Poco antes de la noche de gala, el Duce preguntó a Pansa qué color de corbata debía portar. Éste respondió que la mejor elección sería llevar corbata blanca, por ser la regla inglesa para aquellas ocasiones. Mussolini —no sorprende— ignoró la recomendación y se resolvió por la negra. No se dijo más: jefe y subordinado andaron hasta el salón y, poco antes de entrar, el Duce reparó en que era el único invitado con corbata negra. “No se preocupe —atajó Pansa—, aquí traigo en la bolsa dos corbatas blancas”. Y el potencial problema se esfumó como la niebla después del amanecer.
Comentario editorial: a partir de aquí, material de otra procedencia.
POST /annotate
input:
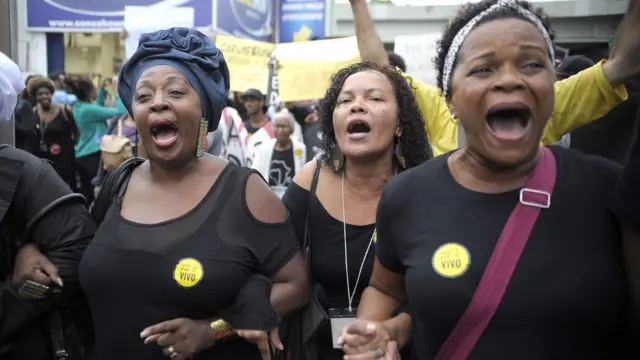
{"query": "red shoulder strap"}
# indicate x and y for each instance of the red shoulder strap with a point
(535, 196)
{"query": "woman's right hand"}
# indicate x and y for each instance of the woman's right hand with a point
(31, 264)
(362, 338)
(261, 340)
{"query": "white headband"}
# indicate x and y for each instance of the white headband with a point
(452, 54)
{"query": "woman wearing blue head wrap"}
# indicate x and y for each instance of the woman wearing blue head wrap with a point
(188, 229)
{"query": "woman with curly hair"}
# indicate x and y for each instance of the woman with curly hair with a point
(504, 249)
(372, 130)
(92, 121)
(56, 128)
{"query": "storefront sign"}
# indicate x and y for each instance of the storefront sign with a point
(253, 19)
(301, 20)
(99, 16)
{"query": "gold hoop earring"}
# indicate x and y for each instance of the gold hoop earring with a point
(201, 146)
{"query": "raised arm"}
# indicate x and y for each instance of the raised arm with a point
(61, 234)
(592, 93)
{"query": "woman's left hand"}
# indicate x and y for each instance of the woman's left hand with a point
(180, 339)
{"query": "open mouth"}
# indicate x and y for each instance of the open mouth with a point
(509, 121)
(358, 127)
(164, 132)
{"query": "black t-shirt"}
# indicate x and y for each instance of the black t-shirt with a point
(312, 134)
(282, 169)
(568, 296)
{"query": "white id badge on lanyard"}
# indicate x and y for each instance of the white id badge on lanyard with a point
(340, 318)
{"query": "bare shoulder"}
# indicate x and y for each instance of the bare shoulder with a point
(264, 205)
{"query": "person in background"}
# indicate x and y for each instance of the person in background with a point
(62, 95)
(91, 119)
(129, 131)
(567, 68)
(440, 223)
(279, 159)
(57, 129)
(397, 61)
(26, 125)
(372, 130)
(150, 271)
(580, 99)
(258, 125)
(25, 94)
(312, 134)
(611, 135)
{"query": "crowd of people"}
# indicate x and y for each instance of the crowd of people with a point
(493, 216)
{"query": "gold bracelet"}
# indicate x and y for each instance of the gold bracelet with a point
(221, 329)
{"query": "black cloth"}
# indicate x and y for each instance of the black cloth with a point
(300, 113)
(327, 256)
(131, 272)
(611, 135)
(27, 185)
(57, 138)
(87, 168)
(26, 123)
(282, 168)
(626, 202)
(192, 53)
(312, 133)
(568, 298)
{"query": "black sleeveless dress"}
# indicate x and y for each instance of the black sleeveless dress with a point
(137, 275)
(58, 146)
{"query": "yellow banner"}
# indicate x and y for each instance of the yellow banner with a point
(248, 62)
(306, 67)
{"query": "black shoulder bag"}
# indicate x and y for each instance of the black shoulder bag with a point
(301, 329)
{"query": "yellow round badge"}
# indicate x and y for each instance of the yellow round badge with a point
(451, 260)
(188, 272)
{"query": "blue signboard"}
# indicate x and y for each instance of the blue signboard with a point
(99, 15)
(301, 20)
(253, 19)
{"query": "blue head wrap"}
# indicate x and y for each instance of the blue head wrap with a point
(189, 51)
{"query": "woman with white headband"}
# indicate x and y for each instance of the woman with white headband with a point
(511, 250)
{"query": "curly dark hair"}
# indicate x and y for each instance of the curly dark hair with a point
(415, 146)
(80, 86)
(467, 12)
(36, 83)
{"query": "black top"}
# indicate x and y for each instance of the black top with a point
(137, 275)
(327, 257)
(282, 168)
(568, 296)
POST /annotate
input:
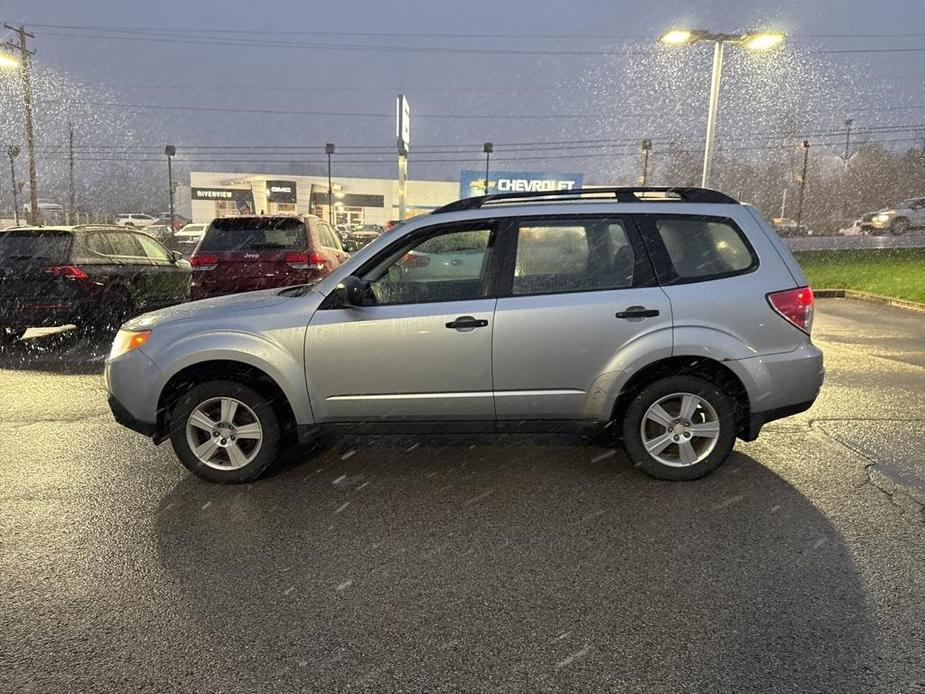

Cuando contaba con unos 25 años, Malaparte fue requerido por Mussolini en el Palazzo Quirinale sin que se le precisara por qué. Lo recibió el propio Pansa, que todavía pertenecía al círculo íntimo del Duce. La espera fue larga y, a juzgar por ello, no podrían ser sino malas las razones que llevaran a Malaparte ante la presencia del dictador.

Dentro del salón, esperaban el Duce y otros dos de sus colaboradores que resultaban ser además buenos amigos de Malaparte. No importó: ninguno osó siquiera devolver la mirada al solicitado, temerosos de caer igualmente de la gracia de Mussolini. Cuando éste por fin levantó la cabeza, reclamó cómo era que Malaparte se atrevía a criticarlo en público, advirtiéndole los costos que este comportamiento traería en caso de persistir (la defenestración, la cárcel, el asesinato).
Desarmado, Malaparte no pudo sino rehusar las acusaciones y exigir —si es que acaso los artistas pueden exigir a los tiranos— que su acusador revelara la razón de su ira. Mussolini, serio como se pretendió siempre, contestó que sabía de buena fuente que el escritor afirmaba que sus corbatas eran feas. Lo había dicho en el café, esa institución italiana, y había llegado el rumor hasta sus oídos. Y así, sin exigir una reparación del daño, con la sola amenaza formulada, Mussolini instó a Malaparte a retirarse. Éste volteó y replicó: “Duce, si me lo permite, ¡la corbata de hoy también está fea!”.